Ревен незаметно напряглась.
— Она уже вышла, — доложила, и Никандр тут же поднялся со стула. Однако женщина загородила ему путь к двери. — Я пришла вас предупредить, что сегодня Госпожу лучше не беспокоить. Она не в настроении.
— Ага, знаем, — хмыкнул недоверчиво Никандр и попытался обойти Ревен, но она вновь ему помешала.
— Госпожа отправилась навестить детей.
— Каких детей? — не понял мужчина.
— Своих, — ответила Ревен, а затем пояснила. — Она ушла на кладбище.
Королю пришлось отступить.
— И часто она их навещает?
Ревен не задумалась ни на секунду и тут же кивнула.
— Часто. Каждый месяц несколько раз у них бывает.
— Сколько раз?
— От пяти до пятнадцати, я думаю.
Не сказать, чтобы Никандр осуждал королеву, но определенно и в этот раз он её снова не понимал. Насколько знал мужчина, после смерти третьего её сына прошло уже больше двух лет. Да, срок не очень большой, да, это её дети, но всё равно король считал посещение кладбища так часто чем-то ненормальным.
— Госпожа не любит, если её беспокоят, когда она ходит к детям. В этот день мы обычно не выходим в общие залы и коридоры, чтобы не встретиться с ней, когда она уходит или возвращается.
— Почему?
Женщина пожала плечами.
— Госпожа распорядилась, чтобы никто ей не мешал в эти дни. И даже на глаза не попадался… Поэтому очень вас прошу сегодня не искать с ней встречи.
Никандр и сам, без подсказки понимал, что Ламия ушла на кладбище не веселиться, что она ушла туда пообщаться с умершими, уединиться, что-то обдумать, принести дань уважения.

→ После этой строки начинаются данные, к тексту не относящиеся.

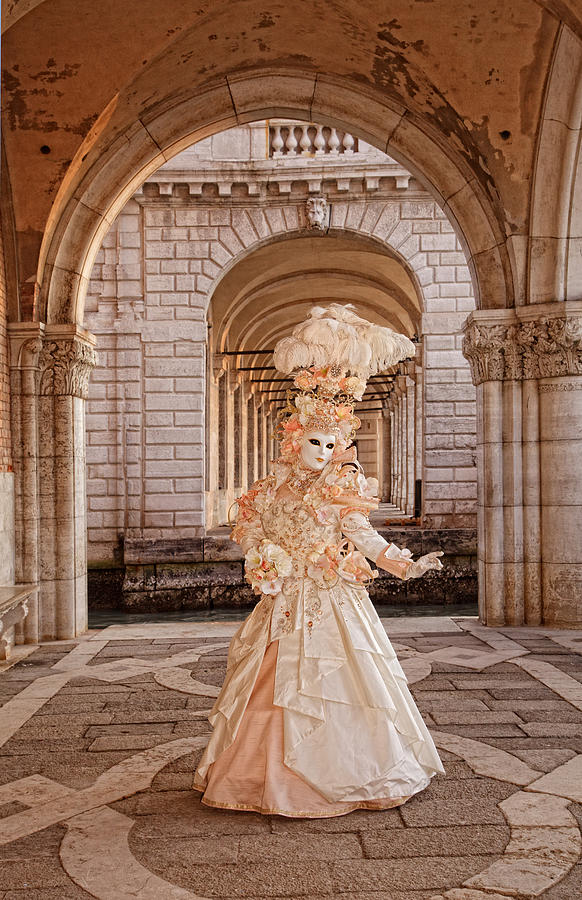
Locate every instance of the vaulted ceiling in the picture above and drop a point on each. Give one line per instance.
(78, 73)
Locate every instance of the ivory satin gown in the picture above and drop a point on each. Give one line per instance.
(314, 717)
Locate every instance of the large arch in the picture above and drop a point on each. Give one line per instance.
(445, 140)
(250, 308)
(79, 222)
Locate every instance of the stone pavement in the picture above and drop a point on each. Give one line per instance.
(99, 738)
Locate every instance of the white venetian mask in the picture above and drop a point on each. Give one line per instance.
(317, 449)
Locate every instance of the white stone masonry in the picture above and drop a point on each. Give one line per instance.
(151, 286)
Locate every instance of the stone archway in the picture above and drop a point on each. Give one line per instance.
(81, 220)
(87, 206)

Он тоже, когда изредка навещал могилу отца, раздражался, если кто-то нарушал его одиночество.
— Ложитесь спать, — посоветовала Ревен, кивая служанке, чтобы она собрала тарелки со стола.

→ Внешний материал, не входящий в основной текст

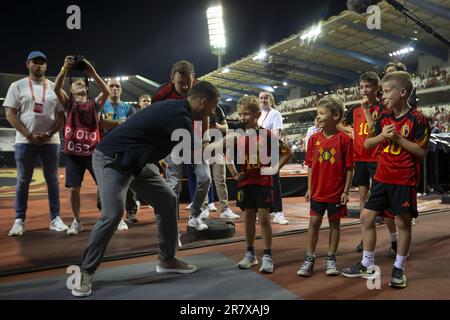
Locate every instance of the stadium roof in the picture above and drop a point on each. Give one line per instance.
(345, 48)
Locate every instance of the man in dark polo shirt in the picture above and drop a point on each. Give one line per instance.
(120, 160)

Всё ещё продолжая раздумывать о Ламии и её связи с умершими детьми, Никандр опустился в кресло около камина. Раньше ему казалось, что королева не была привязана ни к мужьям, ни к сыновьям. Она не выглядела страдающей или печальной. Наоборот, как он уже не раз отмечал, перед ним предстала сильная, уверенная в себе, прекрасная женщина. Да по её внешности нельзя было даже сказать, что она уже не раз была замужем и рожала, не то, что она схоронила несколько своих семей.
Однако по словам Ревен, становилось очевидно, что Ламия не так хладнокровна, как пытается показать. Она всё ещё горюет по младенцам, которые ушли, даже не начав толком жить.